Kapiche had a question: what’s the best way to help a new user begin to understand the text data they upload? How could we transform a large, complex dataset into a compelling visualization that presents a narrative and conveys the scope of the data?

Did someone say… word cloud?

A word cloud fits the description at first glance; it’s a nifty little visualisation that shows the keywords of a textual dataset with words sized based on frequency. You’ve probably seen them before — on blogs, news articles, and the left side of this article’s header image.

Word clouds only go so far

As Jacob Harris writes, word clouds throw out all of the principles good data journalism strive for:

A narrative that pares away extraneous information to find a story in the data; context to help the reader understand the basics of the subject; interviewing the data to find its flaws and be sure of our conclusions.

Word clouds probably never sought out to do these things, mind you. They are simply a visually appealing and accessible way to display text frequency. How people misuse them is not what we’re here to talk about, that’s already been discussed enough.

I spent more time than I’m proud of to make it look this good. Made with Worditout.

Word clouds are the opposite of what we want to achieve at Kapiche; we want our users to be accurate, explorative, and critical when analyzing their data. We want to give them the tools to understand the whole narrative and the context surrounding what people are talking about. So if wordclouds aren’t the solution, then what is?

Watch Kapiche in action
Kapiche Storyboard 👆

Enter the Storyboard

We knew word clouds weren’t enough, so we set out to build something better. In particular, we aimed to:

  • Provide a starting point — a big picture view — for users to orient themselves and begin delving into a dataset;
  • Provide enough context and useful information without overwhelming the viewer;
  • Invite interaction and exploration to promote understanding of a dataset; and
  • Avoid injecting bias via aesthetic choices or design elements.

The Storyboard takes the visually exciting, accessible nature of word clouds and the depth & structure from topic models to display large amounts of complex text data in an easily digestible and informative way.
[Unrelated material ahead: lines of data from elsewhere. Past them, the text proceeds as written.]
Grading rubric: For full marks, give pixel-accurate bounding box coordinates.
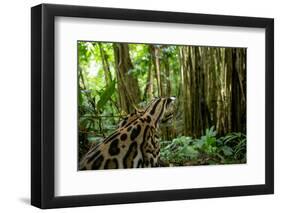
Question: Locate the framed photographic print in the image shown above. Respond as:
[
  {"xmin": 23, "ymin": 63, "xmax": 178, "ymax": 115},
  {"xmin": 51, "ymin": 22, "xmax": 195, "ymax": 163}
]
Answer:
[{"xmin": 31, "ymin": 4, "xmax": 274, "ymax": 208}]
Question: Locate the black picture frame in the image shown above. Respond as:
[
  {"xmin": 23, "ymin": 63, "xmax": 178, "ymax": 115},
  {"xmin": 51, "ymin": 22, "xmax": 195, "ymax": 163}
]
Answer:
[{"xmin": 31, "ymin": 4, "xmax": 274, "ymax": 209}]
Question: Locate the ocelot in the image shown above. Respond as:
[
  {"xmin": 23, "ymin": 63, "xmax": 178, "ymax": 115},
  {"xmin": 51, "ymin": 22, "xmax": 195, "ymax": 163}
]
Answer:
[{"xmin": 79, "ymin": 97, "xmax": 175, "ymax": 170}]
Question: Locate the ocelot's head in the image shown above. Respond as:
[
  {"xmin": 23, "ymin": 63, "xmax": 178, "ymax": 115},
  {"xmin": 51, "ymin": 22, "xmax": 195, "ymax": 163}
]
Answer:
[{"xmin": 144, "ymin": 97, "xmax": 176, "ymax": 127}]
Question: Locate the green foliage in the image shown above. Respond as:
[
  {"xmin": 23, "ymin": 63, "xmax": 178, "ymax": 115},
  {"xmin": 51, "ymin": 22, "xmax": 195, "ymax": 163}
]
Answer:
[
  {"xmin": 97, "ymin": 80, "xmax": 116, "ymax": 110},
  {"xmin": 77, "ymin": 41, "xmax": 246, "ymax": 166},
  {"xmin": 160, "ymin": 126, "xmax": 246, "ymax": 166}
]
Breakdown of the Storyboard

Glancing at the above image should give you a general understanding of what is going on in this anonymous dataset, even without being told anything. It looks like a concept map, but we’ve added some interesting design choices to add understanding and usefulness:

Let’s break it down:

  • Terms form topics. For example, “friendly, helpful, staff” is a topic. An example of a term would be “staff”. All of the terms are actual words in the dataset — we do not introduce any human bias by categorizing through codebooks or dictionaries (which also means there’s no tedious setup required, either). It’s all done automatically through unsupervised machine learning algorithms.
  • Topics & terms are colored & sized by frequency, from purple (highest) to yellow (lowest). The size of the circles behind the terms also helps to reflect frequency. You can see in the above image that “friendly, helpful, staff” and “good, quality, products, brands, high” are the highest frequency topics.
  • Topics & terms are positioned by relatedness. For example, in the above dataset we can see that “good, quality, products, brands, high” is related to “price”. On the contrary, “price” is not likely to be related to “customer, service”.

By using the design principles of colour, size, and position to distinguish different meanings in the data, our users navigate the storyboard very quickly and then use it as a launch point into deeper insights.

Clicking into a topic sends you to a different screen which shows the full details of that topic, including sentiment, co-occurences with other topics, topic drivers, NPS data, data coverage stats, and more. This screen also shows you the expanded topic with all of the terms included, which we call the Context Network, shown here:

Context Network showing the full composition of the “friendly, helpful, staff” topic.

One major advantage is that all of this happens within a few minutes of uploading a dataset. You don’t have to wait days or weeks for someone to process the data.  Kapiche has put countless hours into figuring out how to let you generate this automatically from your data. This also means that the size of the data source doesn’t cause it to take longer to generate — putting 50,000 survey responses through Kapiche won’t take much longer than 1,000.

Final thoughts

We’ve received a lot of great feedback on the Storyboard, and it has been achieving the goals we set for it with our clients. It’s an excellent starting point to begin understanding the narrative of a dataset, and the interactivity makes it a powerful springboard for delving deeper into interesting points of the data. There are no random aesthetics — every design element has a purpose and conveys something meaningful. I’m sure there are more improvements to come (everything can be improved) as we see how users interact with the product as a whole.